[libre-riscv-dev] [Bug 61] Formal Mathematical Proofs needed
hendrik at topoi.pooq.com
Thu May 2 02:10:24 BST 2019
On Wed, May 01, 2019 at 11:28:01PM +0100, Luke Kenneth Casson Leighton wrote:
> crowd-funded eco-conscious hardware: https://www.crowdsupply.com/eoma68
> On Wed, May 1, 2019 at 11:08 PM Hendrik Boom <hendrik at topoi.pooq.com> wrote:
> > On Wed, May 01, 2019 at 08:59:02PM +0100, Luke Kenneth Casson Leighton wrote:
> > > hendrik: does the demo at the end (bounded proof) mean *anything* to you?
> > > https://symbiyosys.readthedocs.io/en/latest/quickstart.html
> > I'm going to have to read it in much more detail, but it looks as if
> > they use a proof system to prove that there are no failures within
> > a fixed number of "cycles". I suspect this is done by some kind of
> > cross between a simulator and a theorem prover, propagating safety
> > assertions cycle by cycle, either forward (which is intuitive) or
> > backward (which seems to have nicer theory).
> i did a dumb-conversion of samuel falvo's formal proof of the
> MStatus.py that he wrote (i'm good at dumb conversions...) and it
> looks really quite straightforward (the BMC mode, at least).
> prove mode also worked...
> > Why bounded? Well, to prove it is safe forever you have to prove that
> > some sufficiently inclusive safety conditions in any step logically
> > imply the sae safty comditions in the next step. Then by indiction the
> > result follows. Unfortunately it is difficult to mechanically produce
> > such a set conditions that can, as it were, reproduce themselves into
> > the future.
> > The automated proof assistants I am familiar with all involve in some
> > sense writing computer programs to guide the proof process.
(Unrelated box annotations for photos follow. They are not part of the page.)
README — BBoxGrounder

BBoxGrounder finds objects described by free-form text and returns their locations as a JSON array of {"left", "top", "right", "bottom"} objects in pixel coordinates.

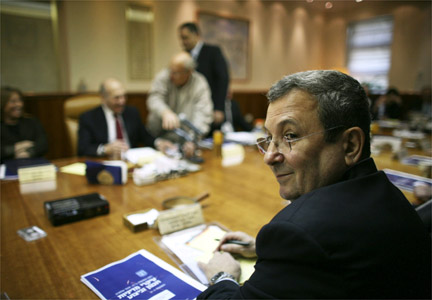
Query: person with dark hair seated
[
  {"left": 78, "top": 78, "right": 174, "bottom": 159},
  {"left": 197, "top": 70, "right": 431, "bottom": 299},
  {"left": 1, "top": 87, "right": 48, "bottom": 162}
]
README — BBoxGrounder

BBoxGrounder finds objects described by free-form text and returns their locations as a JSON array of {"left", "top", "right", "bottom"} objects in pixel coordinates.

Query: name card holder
[
  {"left": 18, "top": 164, "right": 56, "bottom": 184},
  {"left": 157, "top": 203, "right": 204, "bottom": 235},
  {"left": 18, "top": 164, "right": 57, "bottom": 194}
]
These
> > programs are usually specific to the theorem being proved
> these seem to be more like... conditions-checking that you'd see in
> any unit test. although, from what i gather, the more complex "proof"
> engines can actually auto-generate FSMs and full logic tables and
> "AnyConst" from nmigen looks to be quite useful as a way to represent
> "any value" rather than having to run a hundred billion cycles of all
> possible 48-bit permutations on just *one* input...
> > and there is
> > a rigorous separation between the code driving the proof process and
> > the code actually performing the proof steps so that the driver cannot
> > interfere with the validity of the proof steps.
> yes, test_mstatus.py seems to be structured that way, as is the
> nmigen FIFO formal proof unit test, all these instantiate a "dut"
> instance which is then tested.
> you don't "interfere" with the device under test (dut)
You not only don't interfere with the device under test, you also don't
let the proof strategy interfere with the statements in the proof.
Which is why the original ML (MetaLanguage) was a type-secure language
with one data type for "theorem" and another for "formula" (i.e.,
something that might or might not ever be proved. It was not originally
intended as a general purpose programming language.
The available operations on 'Theorems" were nothing but the formal rules
for deduction of the logic being used. The rules for "formula" allowed
a lot of tinkering so you could write code to try and figure out a proof
for the thing.
This ancient proof engine was what has later morphed into the ML family
of general-purpose, mostly-functional programming languages, such aas
SML, CAML, OCaml, all of them type-safe by design.